My Lords, it is regrettable that we are dealing with the very important Clauses 88 and 89 at this time of night—and obviously it is regrettable that the House has to have me as a poor substitute for the noble Lord, Lord Hunt.
These amendments relate to the abolition of the Health and Social Care Information Centre and the implications for the integrity of patient data. Clauses 88 and 89 give the Secretary of State powers through regulations to transfer a function from one relevant body to another, and the relevant bodies are defined as Health Education England, the Health and Social Care Information Centre, the Health Research Authority, the Human Fertilisation and Embryology Authority, the Human Tissue Authority and NHS England. Other than NHS England, each of those bodies can be abolished under the clause as the result of a transfer of functions.
Amendment 227 to Clause 88 refers to the abolition of the Health and Social Care Information Centre. The Government have announced that they will be using the powers in that clause to merge NHS Digital to form part of the new transformation directorate within NHSE, and of course we have seen that NHSX has now been abolished and the relevant personnel
have moved into the transformation directorate. The Health and Social Care Information Centre is an executive non-departmental public body created by statute, usually known by the term “NHS Digital”. This amendment, which would prevent that from happening to the HSCIC, is designed to ensure that NHS Digital continues as an entity to safeguard patient data. The merger of NHS Digital with NHSE risks losing the skills and experience that currently sit within NHS Digital. I have mentioned that NHSX has ceased to exist.
There are two risks for patients. One is that important knowledge and skills will be lost as talented people leave the organisation and time is devoted to the nuts and bolts of making the organisation function rather than on achieving its aims. The other is that the new merged organisation will just be too big and unwieldy to respond in an agile way to major challenges such as workforce planning and digital innovation. If NHSE leaders understand how important these challenges are then they will be able to prioritise them and make them part of the organisation’s core function.
I turn to the functions of the statutory safe havens in relation to Clause 89. Part 9 in Chapter 2 of the Health and Social Care Act 2012 lays out the functions and obligations of what is described as the statutory safe haven for patient data from across the health and social care system required for the production of national statistics and for commissioning, regulatory and research purposes, in addition to supporting patient care. Amendment 228 seeks to keep these statutory protections in place and ensure that NHS England does not take on that responsibility, because of a potential conflict of interest in its role.
The bottom line is that we need to retain NHS Digital’s statutory safe haven functions separate from NHS England. As the BMA has said, it is of the utmost importance to retain a quasi-autonomous body for the purposes of collecting, storing and distributing sensitive patient data—something that would be lost under a merger of NHSD and NHSE.

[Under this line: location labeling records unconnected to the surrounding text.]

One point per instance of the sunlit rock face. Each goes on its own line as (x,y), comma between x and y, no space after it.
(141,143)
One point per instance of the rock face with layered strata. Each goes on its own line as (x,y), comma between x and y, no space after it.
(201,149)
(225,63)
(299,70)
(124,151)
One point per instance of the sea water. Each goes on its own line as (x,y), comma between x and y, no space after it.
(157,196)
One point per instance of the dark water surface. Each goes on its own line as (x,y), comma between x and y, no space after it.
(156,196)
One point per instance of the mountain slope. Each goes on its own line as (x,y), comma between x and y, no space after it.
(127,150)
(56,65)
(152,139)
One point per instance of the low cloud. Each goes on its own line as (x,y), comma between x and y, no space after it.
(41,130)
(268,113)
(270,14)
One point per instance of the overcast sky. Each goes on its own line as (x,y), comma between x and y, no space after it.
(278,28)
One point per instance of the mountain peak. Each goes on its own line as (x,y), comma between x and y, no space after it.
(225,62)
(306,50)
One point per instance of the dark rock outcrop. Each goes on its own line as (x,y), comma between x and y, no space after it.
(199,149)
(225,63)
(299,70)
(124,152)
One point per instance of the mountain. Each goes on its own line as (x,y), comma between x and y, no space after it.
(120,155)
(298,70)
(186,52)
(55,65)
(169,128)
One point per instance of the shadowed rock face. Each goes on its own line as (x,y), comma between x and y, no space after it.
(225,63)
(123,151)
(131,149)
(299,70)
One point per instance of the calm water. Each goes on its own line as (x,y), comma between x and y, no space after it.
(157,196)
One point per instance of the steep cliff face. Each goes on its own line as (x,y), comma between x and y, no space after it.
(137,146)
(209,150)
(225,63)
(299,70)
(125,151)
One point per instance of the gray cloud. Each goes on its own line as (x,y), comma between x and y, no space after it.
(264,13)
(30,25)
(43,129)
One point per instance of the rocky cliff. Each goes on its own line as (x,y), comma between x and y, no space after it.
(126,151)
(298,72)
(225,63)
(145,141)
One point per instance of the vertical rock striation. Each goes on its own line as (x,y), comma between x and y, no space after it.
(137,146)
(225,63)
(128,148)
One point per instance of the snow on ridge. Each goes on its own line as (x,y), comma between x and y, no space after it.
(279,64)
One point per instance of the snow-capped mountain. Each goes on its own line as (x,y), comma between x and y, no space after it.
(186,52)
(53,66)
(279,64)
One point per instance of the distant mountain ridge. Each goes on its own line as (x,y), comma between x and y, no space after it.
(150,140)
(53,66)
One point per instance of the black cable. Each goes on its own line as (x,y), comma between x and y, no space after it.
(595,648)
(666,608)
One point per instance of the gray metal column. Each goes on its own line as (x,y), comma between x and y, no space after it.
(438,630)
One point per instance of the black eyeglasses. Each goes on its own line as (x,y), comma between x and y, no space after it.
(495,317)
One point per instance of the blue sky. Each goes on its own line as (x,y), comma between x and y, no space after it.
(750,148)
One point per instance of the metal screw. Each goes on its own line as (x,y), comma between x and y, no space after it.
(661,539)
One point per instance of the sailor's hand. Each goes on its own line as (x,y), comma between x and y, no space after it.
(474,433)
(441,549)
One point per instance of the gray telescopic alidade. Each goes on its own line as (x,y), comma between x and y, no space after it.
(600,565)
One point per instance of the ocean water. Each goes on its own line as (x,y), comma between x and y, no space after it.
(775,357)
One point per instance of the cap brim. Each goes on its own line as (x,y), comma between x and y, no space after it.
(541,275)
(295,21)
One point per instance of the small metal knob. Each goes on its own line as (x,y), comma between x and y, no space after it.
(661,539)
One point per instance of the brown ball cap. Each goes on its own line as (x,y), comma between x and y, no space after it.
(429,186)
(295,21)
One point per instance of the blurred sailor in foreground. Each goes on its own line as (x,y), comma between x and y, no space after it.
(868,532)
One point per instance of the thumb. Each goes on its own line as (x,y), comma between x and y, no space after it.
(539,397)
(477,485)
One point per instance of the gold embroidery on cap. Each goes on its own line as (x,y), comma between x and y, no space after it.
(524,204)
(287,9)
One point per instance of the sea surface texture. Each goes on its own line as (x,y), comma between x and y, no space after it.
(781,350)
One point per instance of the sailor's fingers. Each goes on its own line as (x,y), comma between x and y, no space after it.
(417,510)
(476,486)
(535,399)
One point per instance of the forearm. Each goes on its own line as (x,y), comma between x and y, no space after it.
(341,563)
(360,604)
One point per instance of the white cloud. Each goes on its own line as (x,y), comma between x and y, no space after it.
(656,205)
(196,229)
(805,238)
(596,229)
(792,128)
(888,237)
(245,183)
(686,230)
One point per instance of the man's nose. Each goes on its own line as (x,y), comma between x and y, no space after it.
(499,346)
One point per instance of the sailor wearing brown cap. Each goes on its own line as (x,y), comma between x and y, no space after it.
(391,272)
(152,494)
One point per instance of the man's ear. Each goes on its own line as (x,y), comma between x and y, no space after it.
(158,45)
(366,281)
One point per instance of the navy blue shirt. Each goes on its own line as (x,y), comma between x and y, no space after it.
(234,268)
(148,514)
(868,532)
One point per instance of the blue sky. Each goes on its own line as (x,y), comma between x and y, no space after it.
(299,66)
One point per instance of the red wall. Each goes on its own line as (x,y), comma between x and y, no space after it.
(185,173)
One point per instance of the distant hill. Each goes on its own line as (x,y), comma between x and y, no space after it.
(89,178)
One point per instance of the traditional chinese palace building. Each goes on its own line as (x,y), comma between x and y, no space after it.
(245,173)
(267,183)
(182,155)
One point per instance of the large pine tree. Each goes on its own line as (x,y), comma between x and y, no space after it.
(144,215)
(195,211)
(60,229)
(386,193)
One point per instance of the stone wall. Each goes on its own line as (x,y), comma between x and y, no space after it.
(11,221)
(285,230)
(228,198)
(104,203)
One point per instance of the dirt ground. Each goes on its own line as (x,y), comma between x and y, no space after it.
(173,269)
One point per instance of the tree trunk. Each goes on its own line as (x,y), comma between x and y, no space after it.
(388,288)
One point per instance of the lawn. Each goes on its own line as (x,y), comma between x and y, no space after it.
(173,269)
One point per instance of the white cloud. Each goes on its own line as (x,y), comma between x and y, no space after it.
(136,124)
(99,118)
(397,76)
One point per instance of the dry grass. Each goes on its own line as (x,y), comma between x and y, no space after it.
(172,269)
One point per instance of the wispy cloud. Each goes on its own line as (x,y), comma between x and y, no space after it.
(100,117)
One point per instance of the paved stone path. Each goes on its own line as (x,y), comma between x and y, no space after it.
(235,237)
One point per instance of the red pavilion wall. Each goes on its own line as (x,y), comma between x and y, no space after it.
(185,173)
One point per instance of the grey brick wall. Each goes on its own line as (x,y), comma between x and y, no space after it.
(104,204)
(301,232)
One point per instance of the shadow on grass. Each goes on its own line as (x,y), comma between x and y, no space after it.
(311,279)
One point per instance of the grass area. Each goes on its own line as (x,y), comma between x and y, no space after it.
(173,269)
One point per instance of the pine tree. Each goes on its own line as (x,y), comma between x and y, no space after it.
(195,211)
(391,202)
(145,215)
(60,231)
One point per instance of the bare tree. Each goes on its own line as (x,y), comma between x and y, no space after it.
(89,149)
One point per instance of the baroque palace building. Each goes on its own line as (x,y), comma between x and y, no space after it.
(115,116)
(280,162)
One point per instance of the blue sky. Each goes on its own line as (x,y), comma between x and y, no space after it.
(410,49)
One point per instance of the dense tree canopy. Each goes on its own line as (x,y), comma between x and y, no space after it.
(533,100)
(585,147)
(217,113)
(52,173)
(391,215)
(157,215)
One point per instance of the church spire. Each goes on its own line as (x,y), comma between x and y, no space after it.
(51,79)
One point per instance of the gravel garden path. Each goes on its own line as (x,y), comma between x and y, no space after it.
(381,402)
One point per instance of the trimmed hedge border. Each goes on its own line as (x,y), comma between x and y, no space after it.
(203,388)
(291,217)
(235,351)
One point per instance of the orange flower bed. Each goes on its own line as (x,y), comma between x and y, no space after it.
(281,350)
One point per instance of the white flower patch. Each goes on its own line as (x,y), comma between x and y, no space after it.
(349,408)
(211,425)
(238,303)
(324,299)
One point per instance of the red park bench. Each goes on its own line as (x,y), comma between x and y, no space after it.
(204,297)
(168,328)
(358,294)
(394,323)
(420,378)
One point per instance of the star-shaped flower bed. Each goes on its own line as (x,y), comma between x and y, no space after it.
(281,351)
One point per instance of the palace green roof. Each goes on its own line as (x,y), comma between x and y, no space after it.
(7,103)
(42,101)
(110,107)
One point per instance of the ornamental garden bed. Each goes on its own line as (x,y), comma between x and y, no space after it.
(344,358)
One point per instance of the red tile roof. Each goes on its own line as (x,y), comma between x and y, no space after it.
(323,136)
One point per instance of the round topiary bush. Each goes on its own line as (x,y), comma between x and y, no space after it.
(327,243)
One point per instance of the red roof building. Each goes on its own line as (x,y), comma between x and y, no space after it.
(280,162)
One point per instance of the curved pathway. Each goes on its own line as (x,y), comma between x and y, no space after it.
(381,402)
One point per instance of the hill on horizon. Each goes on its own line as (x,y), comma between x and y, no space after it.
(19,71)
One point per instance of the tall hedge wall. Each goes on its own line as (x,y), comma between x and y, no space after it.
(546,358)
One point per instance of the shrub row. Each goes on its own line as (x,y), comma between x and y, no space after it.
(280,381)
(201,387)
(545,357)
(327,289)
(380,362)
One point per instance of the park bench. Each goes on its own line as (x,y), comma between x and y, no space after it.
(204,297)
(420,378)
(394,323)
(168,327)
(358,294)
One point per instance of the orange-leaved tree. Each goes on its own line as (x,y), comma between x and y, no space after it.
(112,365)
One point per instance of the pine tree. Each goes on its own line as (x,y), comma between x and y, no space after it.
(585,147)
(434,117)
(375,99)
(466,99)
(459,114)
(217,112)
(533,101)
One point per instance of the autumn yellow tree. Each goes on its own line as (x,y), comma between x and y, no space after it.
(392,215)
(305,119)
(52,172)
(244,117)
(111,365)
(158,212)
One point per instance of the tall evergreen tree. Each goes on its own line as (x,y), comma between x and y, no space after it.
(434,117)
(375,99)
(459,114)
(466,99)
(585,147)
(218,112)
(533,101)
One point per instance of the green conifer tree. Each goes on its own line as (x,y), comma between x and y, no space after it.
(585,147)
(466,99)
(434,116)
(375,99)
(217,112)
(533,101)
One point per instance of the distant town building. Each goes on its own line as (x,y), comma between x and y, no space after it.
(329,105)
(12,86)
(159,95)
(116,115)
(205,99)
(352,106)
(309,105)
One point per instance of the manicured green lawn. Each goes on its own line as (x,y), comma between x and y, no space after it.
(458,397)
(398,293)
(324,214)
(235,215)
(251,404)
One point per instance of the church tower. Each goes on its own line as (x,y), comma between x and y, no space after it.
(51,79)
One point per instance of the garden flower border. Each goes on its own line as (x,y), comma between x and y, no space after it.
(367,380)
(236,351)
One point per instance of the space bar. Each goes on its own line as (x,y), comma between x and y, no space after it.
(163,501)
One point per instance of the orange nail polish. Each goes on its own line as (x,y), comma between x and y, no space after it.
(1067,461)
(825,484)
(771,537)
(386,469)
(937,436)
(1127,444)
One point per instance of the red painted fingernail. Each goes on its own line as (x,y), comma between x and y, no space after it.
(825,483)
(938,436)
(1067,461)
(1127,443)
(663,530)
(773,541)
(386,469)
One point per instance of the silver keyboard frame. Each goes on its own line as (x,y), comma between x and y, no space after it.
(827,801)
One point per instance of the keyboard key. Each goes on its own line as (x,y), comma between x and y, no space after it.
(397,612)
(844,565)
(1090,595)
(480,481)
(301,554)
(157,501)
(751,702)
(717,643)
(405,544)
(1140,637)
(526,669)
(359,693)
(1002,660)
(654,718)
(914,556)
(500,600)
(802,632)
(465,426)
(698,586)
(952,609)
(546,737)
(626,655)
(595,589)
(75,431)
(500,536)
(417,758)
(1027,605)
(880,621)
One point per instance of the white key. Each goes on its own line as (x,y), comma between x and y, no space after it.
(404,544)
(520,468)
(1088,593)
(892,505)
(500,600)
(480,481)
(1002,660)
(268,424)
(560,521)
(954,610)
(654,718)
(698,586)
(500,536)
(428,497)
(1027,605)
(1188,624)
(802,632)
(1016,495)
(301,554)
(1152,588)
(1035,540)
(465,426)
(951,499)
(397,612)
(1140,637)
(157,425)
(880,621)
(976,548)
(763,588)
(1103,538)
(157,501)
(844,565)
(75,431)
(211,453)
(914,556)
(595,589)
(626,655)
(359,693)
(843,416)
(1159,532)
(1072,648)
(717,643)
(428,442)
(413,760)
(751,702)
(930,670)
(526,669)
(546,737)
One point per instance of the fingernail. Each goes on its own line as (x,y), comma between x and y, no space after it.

There is one other major advantage of keeping NHS Digital as the digital safe haven. The statutory safe haven’s legal name is the Health and Social Care Information Centre, so there is some obligation to social care. NHSD has always given some thought to integration, even when there was very little on the social care side to integrate with, and little interest from NHSE in doing that work itself. If it all gets merged into NHSE then how will the obligation to collect social care data continue to exist, since NHSE’s responsibility is to the NHS? If this transfer of functions takes place, who will be responsible for the national collection of social care data? Each bit of the social care world will see NHSE as a different entity from NHS Digital. What are the Government’s joining-up plans in respect of the future governance of this kind of data? I beg to move.